I remember him in Katikamu together with the Director of Military Intelligence Serwano Kabogorwa and the Security Minister Chris Rwakasisi screaming their heads off that Museveni would never be President of Uganda, come rain or shine because he did not have a “vision”.

Security forces later invaded the University looking for the Guild Leadership as they could not stomach a leadership that was anti-government. In many developing nations, student politics can be quite influential and therefore is seen as threatening to repressive political regimes. 

A number of students were captured and taken to safe houses. For the first time I saw students using pistols on fellow students. One UPC minister Massette Kuuya would come to inveigle the UPC student leadership.

I had a cousin David Mirama who was Minister of Entertainment in University Hall and a UPC diehard. He is the one who used to leak all that they were planning to do. We were physically harassed so much that Hannington Karuhanga and I took refuge at my sister Lois Kazoora’s apartment on South Street.

The Guild President Opiyo Oloya had to flee into exile while Mwalimu Musheshe our former headboy at Nyakasura was tortured and missed a year of studies. Rita Musoke who had been a Chairperson of Africa Hall was taken to an unknown place. A lecturer Beatrice Bateyo Kemigisha was captured and never seen again. 

Outside campus, murderers were on the rampage. Prominent among those who were killed were Lt Col. William Ndahendekire who was killed at his home in Rwobuyengye in front of his kids on July 15th 1981; Hon Prof Joseph Ruremenkuba Muhangi (MP for Bushenyi North) who was killed on the Kampala Masaka highway on 16th April 1981; Hon George Bamuturaki (MP for Kabarole North West) who was gunned down at Kisementi; Noah Mwesige-Ndyanabo who was the Managing Director of Uganda Data Services; Masembe Kabali; and Dr Ibanda among others. My own area MP DP’s Bernard Buzabo fled the country.

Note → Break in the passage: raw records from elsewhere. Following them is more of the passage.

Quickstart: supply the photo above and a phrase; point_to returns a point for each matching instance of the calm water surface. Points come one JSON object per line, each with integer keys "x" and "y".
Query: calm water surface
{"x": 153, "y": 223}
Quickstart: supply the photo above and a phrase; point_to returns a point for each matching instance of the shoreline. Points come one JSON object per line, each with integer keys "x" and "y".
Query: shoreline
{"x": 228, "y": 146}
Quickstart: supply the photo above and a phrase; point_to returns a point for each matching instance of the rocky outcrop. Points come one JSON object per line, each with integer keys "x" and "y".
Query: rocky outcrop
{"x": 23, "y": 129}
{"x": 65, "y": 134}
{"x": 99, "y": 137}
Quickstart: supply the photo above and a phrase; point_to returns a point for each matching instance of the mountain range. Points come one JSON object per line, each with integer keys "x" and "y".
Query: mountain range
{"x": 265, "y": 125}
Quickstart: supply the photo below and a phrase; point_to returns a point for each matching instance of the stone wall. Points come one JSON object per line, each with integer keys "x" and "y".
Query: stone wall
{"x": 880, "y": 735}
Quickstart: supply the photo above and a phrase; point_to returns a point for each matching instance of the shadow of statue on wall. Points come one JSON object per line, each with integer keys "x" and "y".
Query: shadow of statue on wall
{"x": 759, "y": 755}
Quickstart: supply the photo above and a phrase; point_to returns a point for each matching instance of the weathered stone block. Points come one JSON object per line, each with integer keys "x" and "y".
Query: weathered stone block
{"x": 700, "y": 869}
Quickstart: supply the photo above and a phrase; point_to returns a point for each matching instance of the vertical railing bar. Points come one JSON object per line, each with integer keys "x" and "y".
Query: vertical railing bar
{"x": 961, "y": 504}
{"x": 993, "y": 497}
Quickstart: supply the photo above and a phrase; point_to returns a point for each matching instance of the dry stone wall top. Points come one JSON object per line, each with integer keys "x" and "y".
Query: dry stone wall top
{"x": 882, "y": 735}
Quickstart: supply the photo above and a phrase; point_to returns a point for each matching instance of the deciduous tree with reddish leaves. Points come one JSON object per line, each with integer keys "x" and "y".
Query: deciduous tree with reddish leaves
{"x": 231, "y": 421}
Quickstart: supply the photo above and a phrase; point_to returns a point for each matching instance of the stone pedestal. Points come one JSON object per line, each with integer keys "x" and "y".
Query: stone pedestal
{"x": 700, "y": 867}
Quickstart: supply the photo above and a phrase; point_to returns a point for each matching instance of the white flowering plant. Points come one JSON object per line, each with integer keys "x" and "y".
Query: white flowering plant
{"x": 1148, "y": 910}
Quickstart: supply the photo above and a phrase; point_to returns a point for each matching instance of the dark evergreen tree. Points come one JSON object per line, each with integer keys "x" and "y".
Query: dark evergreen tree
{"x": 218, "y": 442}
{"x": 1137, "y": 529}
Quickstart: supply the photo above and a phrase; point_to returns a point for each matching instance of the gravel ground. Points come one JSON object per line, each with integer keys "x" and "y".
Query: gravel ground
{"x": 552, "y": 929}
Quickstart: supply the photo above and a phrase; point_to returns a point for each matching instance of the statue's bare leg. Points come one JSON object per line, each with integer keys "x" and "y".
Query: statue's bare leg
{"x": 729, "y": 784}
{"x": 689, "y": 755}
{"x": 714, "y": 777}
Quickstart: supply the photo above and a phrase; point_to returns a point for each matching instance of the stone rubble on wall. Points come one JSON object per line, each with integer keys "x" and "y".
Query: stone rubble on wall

One day after the last lecture before lunch, Joshua Mugenyi had just lectured to us and gone to his flat. As we approached Mitchell Hall we found it surrounded by military men.
We got concerned that Joshua could have been arrested and killed. But when the army men asked for Mugenyi, they were mistakenly directed to the nearby Mugenyi Flats. When they didn’t find him there, they proceeded to Mitchell hall where he saw them from his third floor apartment and ran down the stairs.
One of the soldiers met him on the stairs and asked him where Joshua Mugenyi was and he directed them upstairs and he continued walking towards Centre for Continuing Education (CCE) to Jinja Road. We were all worried and thought he had been killed. After a few weeks, our other lecturer Mahmood Mamdani told us that Mugenyi had arrived well and safe in Nairobi. 

Meanwhile his wife Mary feared to stay in the flat and under the cover of darkness she called me and I assisted to carry some of her belongings to her sister Naome (now Mrs Nasasira)’s room in Mary Stuart Hall. Her other belongings were kept by Kyamureku and Sam Nkutsi. Imagine it was a UPC student who wanted his Lecturer to be killed.

When we took over power I remained close to Mugenyi while he was Secretary Bank of Uganda and he would provide me with vital information when I was in Parliament.
His wife Mary later joined me in Parliament as MP for Nyabushozi. (When he died in 2002, I went to bury him in Kitwe, Rukooni, Ruhaama at the Rwanda border. President Museveni arrived late hence delaying the funeral. Mary who had already made her speech had to repeat it. I got back to Kampala at 4am.

At the funeral Museveni attacked Augustine Ruzindana. (the former Inspector General of Government). Turning a funeral into a political melodrama was a sign of no respect to the bereaved family. As for his wife Mary Mugenyi, she was to decampaign me at a function in Mbarara 24 years later – Ekyebba juuba).